UPC Cambridge

ISO 13485 | Medical Devices Quality Management | MD 69713

How bad are HFA inhalers compared with transport CO2 emissions?

News feeds today (30 Oct 2019) are full of STOP using puffer inhalers, use dry powder inhalers instead. I think this needs a little balance with the full CO2 (and equivalent) UK 2018 published data, before asthma and COPD sufferers feel under too much guilty pressure to change treatments.

2011 the Earth and orange atmosphere taken from the International Space Station 350km above the Earths surface.  Unknown Astronaut. 

Firstly the total UK CO2e for 2018 was 379 Million tonnes, excluding international air travel (a globally agreed method to present CO2e data). I have done research into transit air travel statistics and UK airport flying kms, so I estimate the UK total CO2e is 514 Million tonnes CO2e including international air travel and freight. 

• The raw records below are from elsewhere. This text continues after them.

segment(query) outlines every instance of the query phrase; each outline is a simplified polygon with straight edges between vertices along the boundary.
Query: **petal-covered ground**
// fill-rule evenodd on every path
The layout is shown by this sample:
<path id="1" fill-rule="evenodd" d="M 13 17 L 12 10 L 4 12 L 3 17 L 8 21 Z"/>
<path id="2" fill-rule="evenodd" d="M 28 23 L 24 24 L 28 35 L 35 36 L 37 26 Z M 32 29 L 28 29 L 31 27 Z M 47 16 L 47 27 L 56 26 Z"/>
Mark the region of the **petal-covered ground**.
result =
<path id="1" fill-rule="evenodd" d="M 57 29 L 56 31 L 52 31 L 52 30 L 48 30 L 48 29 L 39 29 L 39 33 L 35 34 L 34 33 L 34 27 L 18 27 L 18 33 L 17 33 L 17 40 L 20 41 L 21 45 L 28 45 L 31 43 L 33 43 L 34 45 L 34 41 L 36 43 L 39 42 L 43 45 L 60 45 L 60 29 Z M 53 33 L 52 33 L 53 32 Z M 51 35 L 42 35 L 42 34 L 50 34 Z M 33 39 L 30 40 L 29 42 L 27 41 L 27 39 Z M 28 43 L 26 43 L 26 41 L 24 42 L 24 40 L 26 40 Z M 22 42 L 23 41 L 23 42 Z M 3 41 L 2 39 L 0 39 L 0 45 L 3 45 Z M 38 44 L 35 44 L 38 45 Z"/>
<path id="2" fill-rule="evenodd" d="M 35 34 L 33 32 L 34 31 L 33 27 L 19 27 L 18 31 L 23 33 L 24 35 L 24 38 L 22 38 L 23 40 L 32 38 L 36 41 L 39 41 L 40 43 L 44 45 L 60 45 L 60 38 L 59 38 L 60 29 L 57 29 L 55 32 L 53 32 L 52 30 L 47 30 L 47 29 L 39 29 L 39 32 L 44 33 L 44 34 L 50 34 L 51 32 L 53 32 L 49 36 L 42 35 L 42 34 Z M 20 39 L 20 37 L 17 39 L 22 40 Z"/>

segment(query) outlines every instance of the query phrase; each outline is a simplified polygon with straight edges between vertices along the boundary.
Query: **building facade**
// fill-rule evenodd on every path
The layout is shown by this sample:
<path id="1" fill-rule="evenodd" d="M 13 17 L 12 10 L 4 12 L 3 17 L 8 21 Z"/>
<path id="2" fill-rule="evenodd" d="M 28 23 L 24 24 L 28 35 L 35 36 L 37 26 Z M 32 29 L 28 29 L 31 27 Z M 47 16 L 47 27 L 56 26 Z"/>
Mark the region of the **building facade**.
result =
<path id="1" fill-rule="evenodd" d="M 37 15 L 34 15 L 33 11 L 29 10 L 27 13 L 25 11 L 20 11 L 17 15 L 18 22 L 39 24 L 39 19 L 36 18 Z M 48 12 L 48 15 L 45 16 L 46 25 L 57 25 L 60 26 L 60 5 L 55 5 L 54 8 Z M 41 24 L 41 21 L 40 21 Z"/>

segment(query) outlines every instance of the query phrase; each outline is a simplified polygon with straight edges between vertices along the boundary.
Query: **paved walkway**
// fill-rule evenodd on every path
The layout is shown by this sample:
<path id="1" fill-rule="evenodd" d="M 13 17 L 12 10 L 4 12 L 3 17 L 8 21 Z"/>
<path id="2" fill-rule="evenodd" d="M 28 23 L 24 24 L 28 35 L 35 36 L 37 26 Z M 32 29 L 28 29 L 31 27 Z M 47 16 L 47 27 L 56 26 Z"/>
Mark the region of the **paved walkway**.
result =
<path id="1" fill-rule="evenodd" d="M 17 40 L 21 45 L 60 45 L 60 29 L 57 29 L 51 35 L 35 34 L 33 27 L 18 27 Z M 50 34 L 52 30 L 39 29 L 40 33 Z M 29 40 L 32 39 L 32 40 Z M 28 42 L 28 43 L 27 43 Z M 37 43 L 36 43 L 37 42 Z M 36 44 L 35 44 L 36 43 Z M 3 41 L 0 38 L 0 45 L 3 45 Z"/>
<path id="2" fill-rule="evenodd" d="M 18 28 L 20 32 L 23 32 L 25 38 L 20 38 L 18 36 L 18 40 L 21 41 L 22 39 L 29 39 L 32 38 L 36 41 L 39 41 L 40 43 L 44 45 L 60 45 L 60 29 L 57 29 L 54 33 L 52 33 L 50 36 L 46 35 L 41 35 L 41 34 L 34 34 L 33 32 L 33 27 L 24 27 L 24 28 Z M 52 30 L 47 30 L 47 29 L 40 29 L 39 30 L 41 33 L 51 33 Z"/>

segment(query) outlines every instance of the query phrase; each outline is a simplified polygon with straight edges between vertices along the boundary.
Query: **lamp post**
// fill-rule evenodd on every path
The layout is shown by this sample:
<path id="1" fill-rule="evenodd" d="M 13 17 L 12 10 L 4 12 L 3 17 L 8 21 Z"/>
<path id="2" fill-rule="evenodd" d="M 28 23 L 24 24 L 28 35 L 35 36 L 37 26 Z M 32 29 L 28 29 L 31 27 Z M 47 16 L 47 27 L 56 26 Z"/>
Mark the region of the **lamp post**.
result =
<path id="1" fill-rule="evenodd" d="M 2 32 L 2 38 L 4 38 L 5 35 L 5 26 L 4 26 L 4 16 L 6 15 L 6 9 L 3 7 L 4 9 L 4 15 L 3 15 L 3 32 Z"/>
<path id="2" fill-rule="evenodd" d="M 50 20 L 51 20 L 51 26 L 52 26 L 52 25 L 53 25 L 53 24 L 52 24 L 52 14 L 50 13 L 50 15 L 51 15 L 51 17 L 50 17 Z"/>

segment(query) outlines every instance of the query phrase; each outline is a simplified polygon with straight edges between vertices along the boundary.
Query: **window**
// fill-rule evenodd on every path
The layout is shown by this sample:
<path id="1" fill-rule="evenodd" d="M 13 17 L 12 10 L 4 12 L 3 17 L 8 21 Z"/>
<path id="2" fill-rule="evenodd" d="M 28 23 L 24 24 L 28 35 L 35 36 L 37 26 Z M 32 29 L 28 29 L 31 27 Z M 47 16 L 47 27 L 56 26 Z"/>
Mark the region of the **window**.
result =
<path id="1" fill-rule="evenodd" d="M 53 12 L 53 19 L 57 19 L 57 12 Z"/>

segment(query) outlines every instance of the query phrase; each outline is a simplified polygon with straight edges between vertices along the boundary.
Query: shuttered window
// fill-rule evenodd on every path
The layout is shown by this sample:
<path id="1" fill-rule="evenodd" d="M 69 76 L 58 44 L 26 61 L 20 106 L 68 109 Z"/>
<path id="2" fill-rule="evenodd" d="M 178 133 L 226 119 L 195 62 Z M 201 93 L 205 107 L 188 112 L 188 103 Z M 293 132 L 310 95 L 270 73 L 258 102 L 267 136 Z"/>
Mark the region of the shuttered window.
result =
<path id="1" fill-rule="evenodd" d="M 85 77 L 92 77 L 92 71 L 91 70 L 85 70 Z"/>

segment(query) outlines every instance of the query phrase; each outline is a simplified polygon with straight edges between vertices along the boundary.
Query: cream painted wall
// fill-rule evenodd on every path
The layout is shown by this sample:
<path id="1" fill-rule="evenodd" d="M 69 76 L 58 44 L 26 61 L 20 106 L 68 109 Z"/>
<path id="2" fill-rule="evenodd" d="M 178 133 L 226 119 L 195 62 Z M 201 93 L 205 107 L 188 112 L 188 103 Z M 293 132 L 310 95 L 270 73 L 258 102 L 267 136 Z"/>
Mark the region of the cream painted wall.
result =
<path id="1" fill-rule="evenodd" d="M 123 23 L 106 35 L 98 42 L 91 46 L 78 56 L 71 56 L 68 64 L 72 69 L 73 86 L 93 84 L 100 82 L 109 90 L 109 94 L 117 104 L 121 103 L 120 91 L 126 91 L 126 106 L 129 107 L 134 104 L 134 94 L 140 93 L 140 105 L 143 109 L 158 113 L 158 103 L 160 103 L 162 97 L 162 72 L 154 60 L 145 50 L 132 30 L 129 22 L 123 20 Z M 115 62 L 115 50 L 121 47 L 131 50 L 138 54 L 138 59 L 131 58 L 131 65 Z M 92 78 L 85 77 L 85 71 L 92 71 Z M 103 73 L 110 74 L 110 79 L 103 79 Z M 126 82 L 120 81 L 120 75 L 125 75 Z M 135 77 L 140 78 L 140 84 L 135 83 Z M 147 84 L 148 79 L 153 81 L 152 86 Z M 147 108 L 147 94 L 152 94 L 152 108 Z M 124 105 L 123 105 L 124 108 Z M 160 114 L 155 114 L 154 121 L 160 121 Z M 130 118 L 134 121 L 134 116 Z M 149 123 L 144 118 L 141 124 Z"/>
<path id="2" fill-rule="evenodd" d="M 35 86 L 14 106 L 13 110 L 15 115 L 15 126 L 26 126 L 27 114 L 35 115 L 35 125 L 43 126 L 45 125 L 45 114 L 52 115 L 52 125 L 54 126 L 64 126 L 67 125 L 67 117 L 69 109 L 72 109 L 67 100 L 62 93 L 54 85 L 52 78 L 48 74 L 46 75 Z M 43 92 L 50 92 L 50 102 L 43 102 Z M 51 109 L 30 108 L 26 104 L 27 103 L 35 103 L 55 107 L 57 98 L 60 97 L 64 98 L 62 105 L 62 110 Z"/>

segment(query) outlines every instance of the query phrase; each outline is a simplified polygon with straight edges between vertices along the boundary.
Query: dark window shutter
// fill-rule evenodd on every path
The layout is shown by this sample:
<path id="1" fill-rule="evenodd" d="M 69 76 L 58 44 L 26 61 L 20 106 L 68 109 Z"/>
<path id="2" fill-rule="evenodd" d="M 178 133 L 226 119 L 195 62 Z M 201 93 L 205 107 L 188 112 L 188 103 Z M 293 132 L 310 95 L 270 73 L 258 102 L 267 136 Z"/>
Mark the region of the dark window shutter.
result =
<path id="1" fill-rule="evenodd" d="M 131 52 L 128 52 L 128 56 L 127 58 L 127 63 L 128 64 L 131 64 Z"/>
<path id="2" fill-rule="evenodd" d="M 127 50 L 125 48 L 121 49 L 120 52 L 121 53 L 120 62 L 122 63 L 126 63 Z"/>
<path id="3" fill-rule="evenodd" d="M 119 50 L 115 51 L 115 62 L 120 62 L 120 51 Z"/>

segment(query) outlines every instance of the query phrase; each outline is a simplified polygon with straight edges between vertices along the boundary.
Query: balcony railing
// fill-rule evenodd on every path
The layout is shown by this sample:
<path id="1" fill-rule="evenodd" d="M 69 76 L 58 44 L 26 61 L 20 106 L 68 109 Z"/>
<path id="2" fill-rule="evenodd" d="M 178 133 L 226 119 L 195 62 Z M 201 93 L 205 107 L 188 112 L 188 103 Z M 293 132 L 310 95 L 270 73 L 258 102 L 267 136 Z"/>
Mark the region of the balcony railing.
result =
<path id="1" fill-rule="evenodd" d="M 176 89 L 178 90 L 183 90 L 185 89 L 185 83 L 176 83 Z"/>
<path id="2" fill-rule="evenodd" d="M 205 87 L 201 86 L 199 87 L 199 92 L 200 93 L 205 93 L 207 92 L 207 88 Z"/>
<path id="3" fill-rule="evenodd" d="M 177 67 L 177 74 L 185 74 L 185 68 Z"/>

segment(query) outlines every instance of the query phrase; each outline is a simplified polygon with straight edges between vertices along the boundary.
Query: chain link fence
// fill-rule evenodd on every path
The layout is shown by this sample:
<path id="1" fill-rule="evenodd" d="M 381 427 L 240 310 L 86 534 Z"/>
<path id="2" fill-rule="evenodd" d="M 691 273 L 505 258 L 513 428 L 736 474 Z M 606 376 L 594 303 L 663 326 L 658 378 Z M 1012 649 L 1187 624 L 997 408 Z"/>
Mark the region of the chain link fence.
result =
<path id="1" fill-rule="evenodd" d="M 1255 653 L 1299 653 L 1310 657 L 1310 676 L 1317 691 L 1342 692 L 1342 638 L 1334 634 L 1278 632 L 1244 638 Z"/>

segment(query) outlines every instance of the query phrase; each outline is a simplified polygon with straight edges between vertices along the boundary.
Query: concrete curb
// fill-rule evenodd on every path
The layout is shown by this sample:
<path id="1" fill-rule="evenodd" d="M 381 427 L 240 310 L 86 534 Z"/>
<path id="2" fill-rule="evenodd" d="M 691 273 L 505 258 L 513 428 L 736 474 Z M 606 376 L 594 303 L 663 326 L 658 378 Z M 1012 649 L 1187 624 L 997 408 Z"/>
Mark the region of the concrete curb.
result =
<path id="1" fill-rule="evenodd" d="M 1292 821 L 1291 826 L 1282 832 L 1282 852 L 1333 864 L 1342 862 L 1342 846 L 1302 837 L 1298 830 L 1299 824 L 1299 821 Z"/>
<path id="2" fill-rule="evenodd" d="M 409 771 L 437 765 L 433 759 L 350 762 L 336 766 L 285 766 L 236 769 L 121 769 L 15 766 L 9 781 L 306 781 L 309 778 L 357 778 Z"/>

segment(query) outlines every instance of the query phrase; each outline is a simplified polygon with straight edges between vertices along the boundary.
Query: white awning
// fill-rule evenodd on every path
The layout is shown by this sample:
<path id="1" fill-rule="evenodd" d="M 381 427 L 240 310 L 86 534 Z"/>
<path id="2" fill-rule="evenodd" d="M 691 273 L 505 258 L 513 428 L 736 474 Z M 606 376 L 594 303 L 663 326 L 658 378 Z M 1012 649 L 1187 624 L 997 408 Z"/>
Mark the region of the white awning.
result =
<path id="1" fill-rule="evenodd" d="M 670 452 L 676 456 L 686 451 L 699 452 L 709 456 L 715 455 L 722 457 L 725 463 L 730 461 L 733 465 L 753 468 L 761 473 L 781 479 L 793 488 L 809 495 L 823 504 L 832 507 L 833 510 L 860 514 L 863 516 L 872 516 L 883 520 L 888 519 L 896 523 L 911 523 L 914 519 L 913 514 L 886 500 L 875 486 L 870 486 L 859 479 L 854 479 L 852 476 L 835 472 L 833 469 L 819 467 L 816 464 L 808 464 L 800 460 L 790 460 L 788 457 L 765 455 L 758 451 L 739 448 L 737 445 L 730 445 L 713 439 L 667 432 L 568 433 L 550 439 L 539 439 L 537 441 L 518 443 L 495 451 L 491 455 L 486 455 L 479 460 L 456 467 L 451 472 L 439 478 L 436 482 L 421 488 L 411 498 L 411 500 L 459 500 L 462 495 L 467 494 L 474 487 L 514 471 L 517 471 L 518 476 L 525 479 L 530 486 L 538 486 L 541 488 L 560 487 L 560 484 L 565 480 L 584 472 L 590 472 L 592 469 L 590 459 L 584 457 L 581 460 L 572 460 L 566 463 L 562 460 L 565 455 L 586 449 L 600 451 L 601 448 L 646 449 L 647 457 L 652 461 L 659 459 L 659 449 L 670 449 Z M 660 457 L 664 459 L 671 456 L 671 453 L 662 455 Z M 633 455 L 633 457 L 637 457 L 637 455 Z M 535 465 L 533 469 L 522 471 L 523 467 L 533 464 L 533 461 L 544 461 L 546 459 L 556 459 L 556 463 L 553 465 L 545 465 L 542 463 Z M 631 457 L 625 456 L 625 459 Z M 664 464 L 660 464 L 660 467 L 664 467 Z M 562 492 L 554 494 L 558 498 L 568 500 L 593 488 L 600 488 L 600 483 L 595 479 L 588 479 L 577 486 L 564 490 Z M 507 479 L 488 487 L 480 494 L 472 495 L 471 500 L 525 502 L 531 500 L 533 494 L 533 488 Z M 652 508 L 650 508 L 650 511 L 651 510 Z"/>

  • The largest sector emitting CO2 is road transport, with transport including international flying making up (186 Mt CO2) or 36% of all the UK emissions.
  • HFCs in total account for (22 Mt CO2e) or 4% of the UK annual total. 95% of these HFCs are from refrigerant and heat pump leaks, as well as industrial use.
  • The HFC inhaler emissions account for just over 5% of the HFC UK total, or just 0.2% of the UK CO2e total. So very small.

I recognise that every CO2e reduction is important for the planet, but the data points very clearly at transport for requiring large scale rapid change, both road and air. Small changes in the transport sector will have the largest changes nationally and globally.

Each puff of a pMDI is typically less than 100 milligrams of HFC, multiplied by the global warming potential (GWP) of 2175 (the average for medical HFCs) gives 0.218 kg CO2e per puff or 218 gm CO2e. That would be 320 kg CO2e per year per patient for a two puff per dose twice a day medicine.

  • A standard petrol or diesel car emits between 110 (Small Diesel) and 210 (SUV) grams CO2 per kilometre. A 720 km journey by yourself in an SUV from London to Edinburgh and back emits 290kg CO2 – equivalent to almost one years puffer use.
  • A short haul jet emits on average 200 gm per passenger km, long haul 166 gm per passenger km. (Defra data) A 2.5 hour air journey and back is 650kg personal CO2 – equivalent to two years puffer use.
  • A domestic heat pump or aircon using high GWP HFC typically leaks 7% of content per year – that is 609 kg CO2e per year – equivalent to almost two years puffer use.

A moulded monthly-use dry powder inhaler generally uses more plastic than a puffer to make, and so the HFC saving per year needs to be offset by the extra plastic. A quick sum shows that the energy and thus CO2 for the extra plastic is ~25kg CO2 per year versus 260 to 300 kg CO2e for 12 HFC puffers per year. A big % saving in CO2e per patient, but in the big picture reducing transport CO2 is so much more important for the planet.

The UK CO2e is 67 million people times 7,700 kg (7.7 tonnes) CO2e per year per person, including all the asthma puffer type inhalers making ~500 Million tonnes CO2e per year. 

The global picture (2017 data) is 7.5 billion people times 4.9 tonnes CO2e per head per year = ~37,000 Million tonnes CO2e per year (excluding international air travel).

It is my experience and opinion that the inhaler industry is slowly working on reducing the carbon footprint of future registered inhalers, and taking sustainability seriously. I do however agree with Dr Wilkinson of the NHS and NICE that speed is of the essence to get to zero carbon inhalers, but I feel that the pressure should be put on drug companies and regulatory authorities to do so. They together have the power to affect change rapidly, and provide better choices.

I do not agree with making those who have difficulty breathing, guilty about their inhaler use, which is actually prescribed for them by their doctor. It is just not justified and fair, however well-intentioned for the planet.